I've been planning how we might approach the effective retirement of the desktop builds. With this plan, we won't actually really fully retire them: instead we will stop distributing builds ourselves (allowing direct downloads from nwjs.io instead), and gradually unify the codebase with the browser version.
Currently the plan is:
- Instead of providing our own desktop downloads, we will just provide the package.json file which you can add to any NW.js download.
- Replace most NW.js code with the same code as is currently used in Chrome. For example this means deleting all the NW.js-specific saving code, and replacing it with the local file & folder saves as used in Chrome (but ideally without permission prompts).
- The Windows Store download will be fully retired. Users will be advised to switch to either the Chrome or NW.js version.
This means:
- We no longer have to manage NW.js releases ourselves, freeing up our time.
- You can download any NW.js version yourself, without having to wait for us to release it. This also includes using NW.js on other OSs that we didn't previously provide builds for (e.g. macOS, Linux).
- We can delete the vast majority of NW.js-specific code and stop having to maintain it with bug fixes and such.
- You can still preview and debug with NW.js features using the editor in NW.js.

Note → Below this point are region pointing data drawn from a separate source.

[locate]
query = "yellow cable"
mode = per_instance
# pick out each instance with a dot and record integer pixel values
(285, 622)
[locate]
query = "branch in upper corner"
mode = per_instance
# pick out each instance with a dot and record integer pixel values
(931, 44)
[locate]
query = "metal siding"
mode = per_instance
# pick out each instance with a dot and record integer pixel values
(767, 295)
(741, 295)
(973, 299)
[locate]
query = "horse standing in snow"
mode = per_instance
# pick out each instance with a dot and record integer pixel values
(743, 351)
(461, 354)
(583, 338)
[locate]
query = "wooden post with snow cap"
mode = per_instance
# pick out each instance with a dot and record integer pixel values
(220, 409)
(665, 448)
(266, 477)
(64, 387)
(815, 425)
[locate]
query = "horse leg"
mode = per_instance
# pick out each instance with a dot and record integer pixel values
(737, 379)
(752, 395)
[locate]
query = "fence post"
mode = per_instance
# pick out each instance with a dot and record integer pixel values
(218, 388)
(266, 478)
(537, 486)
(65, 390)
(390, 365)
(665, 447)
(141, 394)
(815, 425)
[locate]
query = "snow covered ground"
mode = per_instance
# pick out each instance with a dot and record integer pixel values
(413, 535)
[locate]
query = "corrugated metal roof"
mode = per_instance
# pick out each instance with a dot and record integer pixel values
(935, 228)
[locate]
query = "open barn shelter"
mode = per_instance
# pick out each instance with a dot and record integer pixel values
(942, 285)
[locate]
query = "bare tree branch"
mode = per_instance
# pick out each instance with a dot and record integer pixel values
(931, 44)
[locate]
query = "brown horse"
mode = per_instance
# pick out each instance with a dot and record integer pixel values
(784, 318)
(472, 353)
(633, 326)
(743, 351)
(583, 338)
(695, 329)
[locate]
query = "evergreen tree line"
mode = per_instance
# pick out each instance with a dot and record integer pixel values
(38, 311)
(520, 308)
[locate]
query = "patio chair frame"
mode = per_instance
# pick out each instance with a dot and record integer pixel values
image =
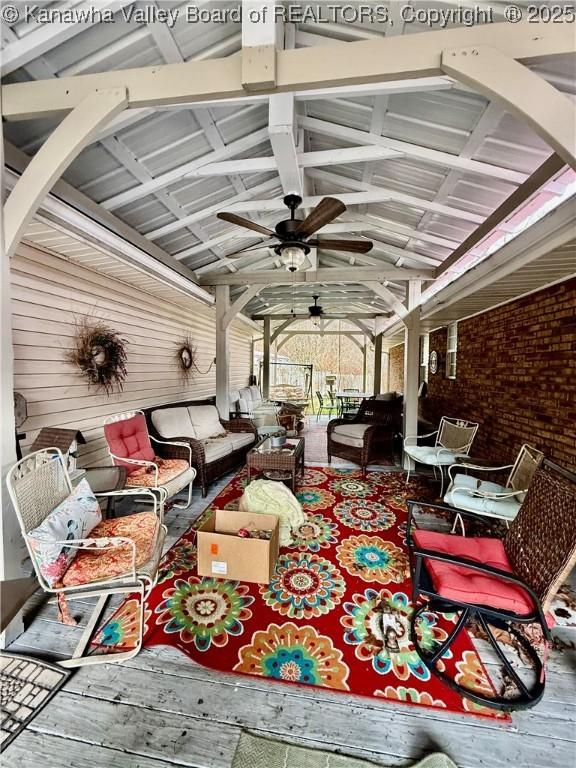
(184, 448)
(445, 443)
(521, 473)
(52, 492)
(541, 591)
(325, 407)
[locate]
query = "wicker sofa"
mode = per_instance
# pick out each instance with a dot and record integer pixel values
(218, 446)
(369, 434)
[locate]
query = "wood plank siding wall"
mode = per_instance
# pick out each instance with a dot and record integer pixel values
(49, 294)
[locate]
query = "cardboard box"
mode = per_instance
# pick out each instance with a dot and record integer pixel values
(226, 556)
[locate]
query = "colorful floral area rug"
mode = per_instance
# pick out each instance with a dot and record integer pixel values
(336, 613)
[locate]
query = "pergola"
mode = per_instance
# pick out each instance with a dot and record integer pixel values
(432, 139)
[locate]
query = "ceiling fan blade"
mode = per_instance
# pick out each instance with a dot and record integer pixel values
(241, 222)
(351, 246)
(326, 211)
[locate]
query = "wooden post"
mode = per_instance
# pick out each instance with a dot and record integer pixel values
(377, 363)
(11, 543)
(411, 364)
(266, 360)
(222, 366)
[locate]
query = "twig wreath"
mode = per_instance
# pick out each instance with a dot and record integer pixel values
(100, 354)
(185, 356)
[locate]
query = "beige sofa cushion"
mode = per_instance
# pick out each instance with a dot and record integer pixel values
(173, 422)
(205, 420)
(350, 434)
(240, 439)
(216, 449)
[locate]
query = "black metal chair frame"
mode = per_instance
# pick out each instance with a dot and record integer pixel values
(486, 615)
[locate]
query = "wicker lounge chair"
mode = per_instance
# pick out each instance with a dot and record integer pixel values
(369, 433)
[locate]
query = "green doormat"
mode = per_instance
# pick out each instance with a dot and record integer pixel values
(254, 752)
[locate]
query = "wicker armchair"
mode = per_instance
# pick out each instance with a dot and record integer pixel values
(117, 556)
(369, 433)
(207, 471)
(165, 467)
(497, 583)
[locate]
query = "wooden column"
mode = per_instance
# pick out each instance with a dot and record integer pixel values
(378, 344)
(266, 360)
(222, 351)
(377, 363)
(411, 364)
(11, 542)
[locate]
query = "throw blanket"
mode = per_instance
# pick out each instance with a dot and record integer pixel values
(270, 497)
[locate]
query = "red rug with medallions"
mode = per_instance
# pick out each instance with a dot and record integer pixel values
(336, 613)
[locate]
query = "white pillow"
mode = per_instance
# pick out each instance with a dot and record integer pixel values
(206, 421)
(74, 518)
(173, 422)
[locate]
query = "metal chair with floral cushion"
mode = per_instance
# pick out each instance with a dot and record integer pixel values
(76, 554)
(454, 438)
(130, 446)
(501, 585)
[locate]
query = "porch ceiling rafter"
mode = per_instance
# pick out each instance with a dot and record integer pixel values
(538, 179)
(371, 193)
(186, 170)
(403, 148)
(405, 56)
(485, 125)
(330, 275)
(64, 144)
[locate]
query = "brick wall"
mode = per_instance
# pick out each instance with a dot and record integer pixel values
(396, 369)
(516, 376)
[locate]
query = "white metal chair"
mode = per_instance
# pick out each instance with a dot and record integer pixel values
(489, 499)
(38, 484)
(263, 413)
(129, 445)
(454, 438)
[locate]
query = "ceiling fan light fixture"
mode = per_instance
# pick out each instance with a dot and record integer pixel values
(292, 257)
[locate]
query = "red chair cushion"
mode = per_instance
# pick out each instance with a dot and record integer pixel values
(129, 439)
(465, 585)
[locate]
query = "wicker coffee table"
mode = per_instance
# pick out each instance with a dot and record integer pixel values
(284, 463)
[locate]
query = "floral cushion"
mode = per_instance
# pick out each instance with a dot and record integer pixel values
(74, 518)
(96, 565)
(168, 469)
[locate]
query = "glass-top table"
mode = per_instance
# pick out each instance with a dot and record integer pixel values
(285, 463)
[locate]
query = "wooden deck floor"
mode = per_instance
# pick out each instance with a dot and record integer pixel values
(160, 709)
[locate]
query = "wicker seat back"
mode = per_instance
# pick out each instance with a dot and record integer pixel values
(382, 412)
(528, 461)
(39, 483)
(456, 435)
(541, 542)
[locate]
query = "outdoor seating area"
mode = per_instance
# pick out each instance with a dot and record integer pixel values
(288, 436)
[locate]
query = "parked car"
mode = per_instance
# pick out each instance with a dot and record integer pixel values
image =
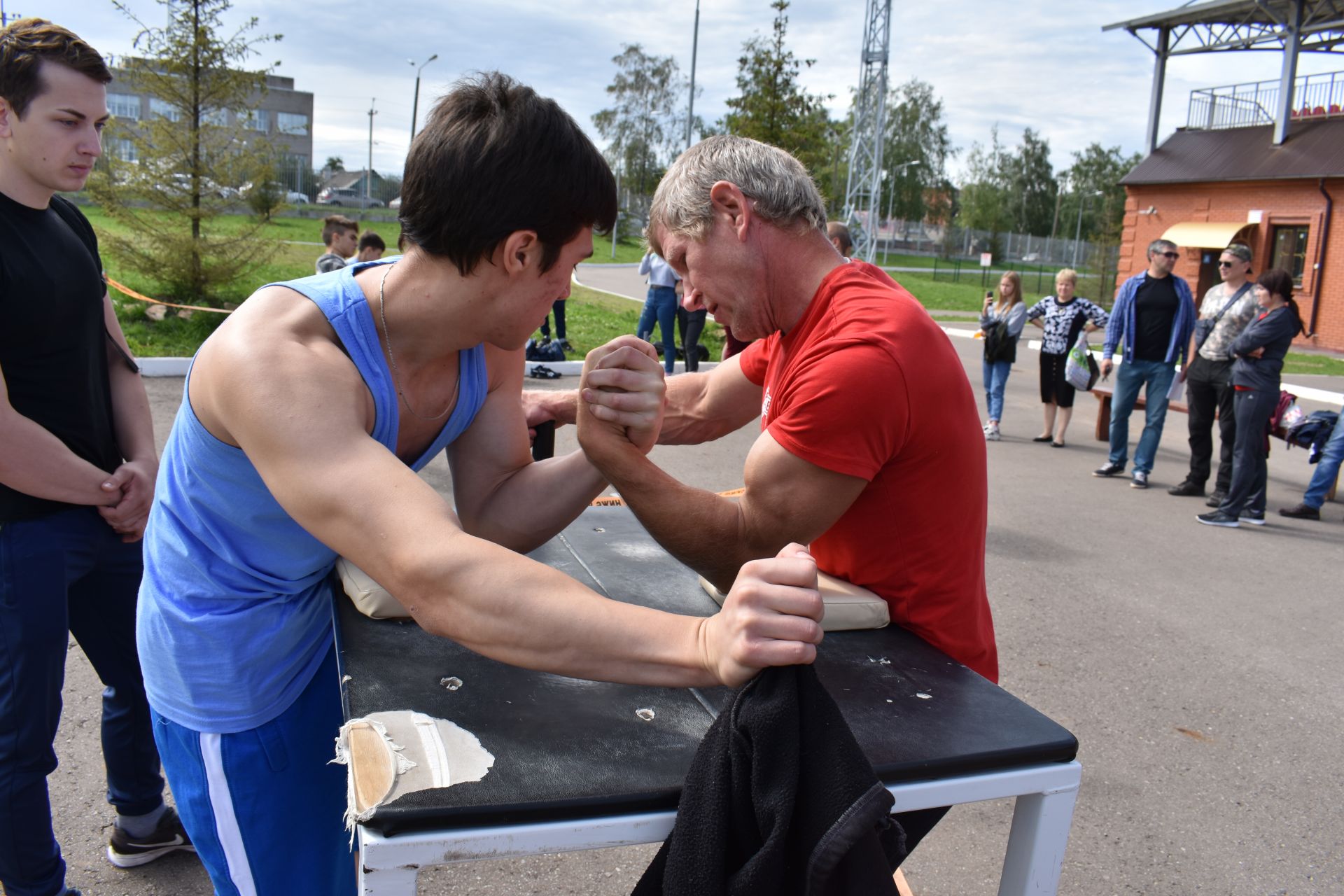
(347, 197)
(292, 197)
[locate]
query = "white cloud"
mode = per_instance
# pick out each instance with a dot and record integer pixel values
(1038, 64)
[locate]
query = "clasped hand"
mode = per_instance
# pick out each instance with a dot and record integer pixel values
(131, 488)
(622, 398)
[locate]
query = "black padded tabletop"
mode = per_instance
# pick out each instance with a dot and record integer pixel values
(569, 748)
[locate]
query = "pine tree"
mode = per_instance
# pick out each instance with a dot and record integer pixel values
(194, 152)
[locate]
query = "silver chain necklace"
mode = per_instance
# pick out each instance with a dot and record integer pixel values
(391, 358)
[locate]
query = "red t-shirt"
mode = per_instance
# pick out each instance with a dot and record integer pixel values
(869, 386)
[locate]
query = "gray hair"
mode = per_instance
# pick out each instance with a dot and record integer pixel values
(780, 187)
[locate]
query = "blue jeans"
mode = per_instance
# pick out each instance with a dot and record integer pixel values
(996, 378)
(267, 804)
(59, 575)
(662, 305)
(1156, 378)
(1327, 468)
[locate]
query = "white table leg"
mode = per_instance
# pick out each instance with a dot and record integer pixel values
(387, 881)
(1038, 840)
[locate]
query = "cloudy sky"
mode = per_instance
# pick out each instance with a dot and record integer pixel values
(1027, 64)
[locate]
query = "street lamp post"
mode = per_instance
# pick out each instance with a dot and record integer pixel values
(416, 102)
(1078, 232)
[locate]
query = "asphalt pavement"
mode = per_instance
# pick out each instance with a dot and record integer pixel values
(1199, 668)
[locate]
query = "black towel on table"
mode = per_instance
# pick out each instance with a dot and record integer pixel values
(780, 801)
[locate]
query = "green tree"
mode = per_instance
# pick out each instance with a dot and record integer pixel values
(916, 133)
(1031, 186)
(773, 106)
(984, 197)
(194, 152)
(1096, 169)
(645, 125)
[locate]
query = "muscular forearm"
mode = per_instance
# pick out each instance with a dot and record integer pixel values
(522, 613)
(132, 418)
(537, 501)
(702, 530)
(36, 463)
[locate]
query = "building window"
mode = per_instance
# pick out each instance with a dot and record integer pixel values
(164, 109)
(1291, 250)
(122, 149)
(290, 122)
(124, 105)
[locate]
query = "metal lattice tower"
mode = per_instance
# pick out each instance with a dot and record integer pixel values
(863, 188)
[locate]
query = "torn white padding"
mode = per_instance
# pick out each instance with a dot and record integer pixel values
(437, 754)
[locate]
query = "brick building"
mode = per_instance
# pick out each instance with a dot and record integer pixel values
(1203, 188)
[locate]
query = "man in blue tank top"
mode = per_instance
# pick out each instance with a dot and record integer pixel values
(307, 414)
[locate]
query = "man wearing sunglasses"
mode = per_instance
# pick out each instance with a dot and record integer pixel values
(1154, 317)
(1227, 308)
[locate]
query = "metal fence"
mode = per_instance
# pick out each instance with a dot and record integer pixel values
(1257, 102)
(917, 238)
(1096, 281)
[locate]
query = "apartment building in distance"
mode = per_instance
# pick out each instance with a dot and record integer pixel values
(281, 113)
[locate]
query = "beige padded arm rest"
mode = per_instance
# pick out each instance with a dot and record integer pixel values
(847, 606)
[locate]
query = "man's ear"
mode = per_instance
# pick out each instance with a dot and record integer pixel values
(729, 202)
(521, 248)
(6, 118)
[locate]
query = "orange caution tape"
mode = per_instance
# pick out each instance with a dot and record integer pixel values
(156, 301)
(616, 500)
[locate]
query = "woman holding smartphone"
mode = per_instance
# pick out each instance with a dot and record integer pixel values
(1002, 323)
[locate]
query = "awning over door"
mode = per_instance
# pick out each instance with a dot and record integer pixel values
(1205, 234)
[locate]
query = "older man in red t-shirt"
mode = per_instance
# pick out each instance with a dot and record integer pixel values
(870, 442)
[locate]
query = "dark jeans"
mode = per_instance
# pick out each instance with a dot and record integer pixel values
(660, 305)
(1253, 409)
(66, 573)
(559, 321)
(1209, 388)
(690, 326)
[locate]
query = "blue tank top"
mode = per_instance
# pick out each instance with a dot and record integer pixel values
(235, 605)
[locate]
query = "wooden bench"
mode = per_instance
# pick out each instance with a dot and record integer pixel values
(1104, 399)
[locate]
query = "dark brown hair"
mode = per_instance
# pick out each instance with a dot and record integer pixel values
(332, 225)
(495, 159)
(1280, 282)
(26, 45)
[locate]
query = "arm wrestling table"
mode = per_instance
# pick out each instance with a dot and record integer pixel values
(577, 769)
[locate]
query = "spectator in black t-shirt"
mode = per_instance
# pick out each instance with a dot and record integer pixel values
(371, 248)
(77, 468)
(1154, 316)
(340, 237)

- It's largely backwards-compatible: everyone who has already downloaded the NW.js desktop download can keep using the editor with that.
Basically this turns the NW.js version of the editor in to the same thing as you get in Chrome, but with NW.js features still enabled in preview mode. I think this covers everything we want, which is basically eliminating the NW.js maintenance overhead, while keeping all existing features that users rely on (like debugging with NW.js). We'll also provide the NW.js version of Remote Preview on a similar basis, so you can Remote Preview your project with NW.js features active somewhere else without having to send your full project.
Let me know if you have any feedback or if there's anything I missed. I think the next step is to formally notify users of the Windows Store app that it will be retired, so I will do that in the near feature if there are no objections.